Yet, Sallie Mae estimates that about the same amount — or nearly $16 billion — went unclaimed.
If you are still working on your taxes, don’t overlook four key higher education items, starting with the American Opportunity Tax Credit and the Lifetime Learning Credit. These credits are big because they can be subtracted directly from the final tax you owe.
To qualify for the American Opportunity credit, the student must be enrolled at least part time in an undergraduate degree or other recognized educational program and cannot have completed the first four years of postsecondary education before 2014. The credit can be applied to tuition and fees along with course-related books and supplies.
The American Opportunity credit is available to taxpayers with joint adjusted gross income as high as $180,000, or $90,000 for single filers.
The other educational credit, Lifetime Learning, can be tapped by a broader set of students to help pay for undergraduate, graduate and professional degree courses, including courses designed to improve job skills. There is no limit on the number of years an individual can claim the credit.
It’s available for people with modified adjusted gross income less than $64,000, or $128,000 for joint filers.
Taxpayers can take only one of the two tax credits for the same student in any one year.
Two other key deductions reduce your taxable income though they don’t guarantee a smaller final tax bill. One allows student loan borrowers to take up to $2,500 in interest deductions for both federal and private education loans to offset income subject to tax. It’s available for families with joint modified adjusted gross income of less than $160,000, or less than $80,000 for single filers.
Students and families can also use up to $4,000 in higher education “tuition and fees” expenses to offset income subject to tax. Individuals can file for this deduction with joint modified adjusted gross income of up to $160,000, or $80,000 for single filers.
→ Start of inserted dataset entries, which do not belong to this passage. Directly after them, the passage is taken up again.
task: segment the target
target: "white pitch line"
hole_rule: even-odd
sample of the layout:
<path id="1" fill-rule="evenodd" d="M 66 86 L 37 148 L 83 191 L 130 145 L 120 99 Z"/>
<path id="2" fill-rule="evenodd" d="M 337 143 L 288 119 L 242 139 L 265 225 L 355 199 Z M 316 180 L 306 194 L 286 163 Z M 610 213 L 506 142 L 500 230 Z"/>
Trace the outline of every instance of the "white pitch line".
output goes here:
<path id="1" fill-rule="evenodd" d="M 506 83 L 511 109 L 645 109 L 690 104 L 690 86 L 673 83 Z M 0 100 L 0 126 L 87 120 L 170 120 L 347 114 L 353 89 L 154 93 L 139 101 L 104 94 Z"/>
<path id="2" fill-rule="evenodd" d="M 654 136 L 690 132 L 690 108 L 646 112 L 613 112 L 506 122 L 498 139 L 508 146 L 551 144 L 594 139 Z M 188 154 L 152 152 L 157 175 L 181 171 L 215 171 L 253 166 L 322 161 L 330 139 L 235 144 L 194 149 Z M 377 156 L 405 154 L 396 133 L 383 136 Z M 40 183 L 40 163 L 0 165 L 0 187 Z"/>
Taxpayers can take both higher education deductions in the same year. However, if you take one of the two credits, you cannot take the tuition and fees deduction. But if you take one of the credits, you may still be eligible for the student loan interest deduction.
For further details on the education credits and deductions, especially the section on “no double benefits allowed,” check out Internal Revenue Service Publication 970 on tax benefits for education.
You can also turn this tax situation into a learning experience, thanks to an online exercise created by Sallie Mae and designed for parents, students and teachers called “Let’s Play, Can You Claim It?”
And if you’re counting the days before your refund check arrives in the mail, here’s one other tax tip. Stash the cash in a state-sponsored 529 college savings plan, which offers tax advantages.
With refunds averaging close to $3,000 in recent years, a windfall like that could put another dent in higher education costs.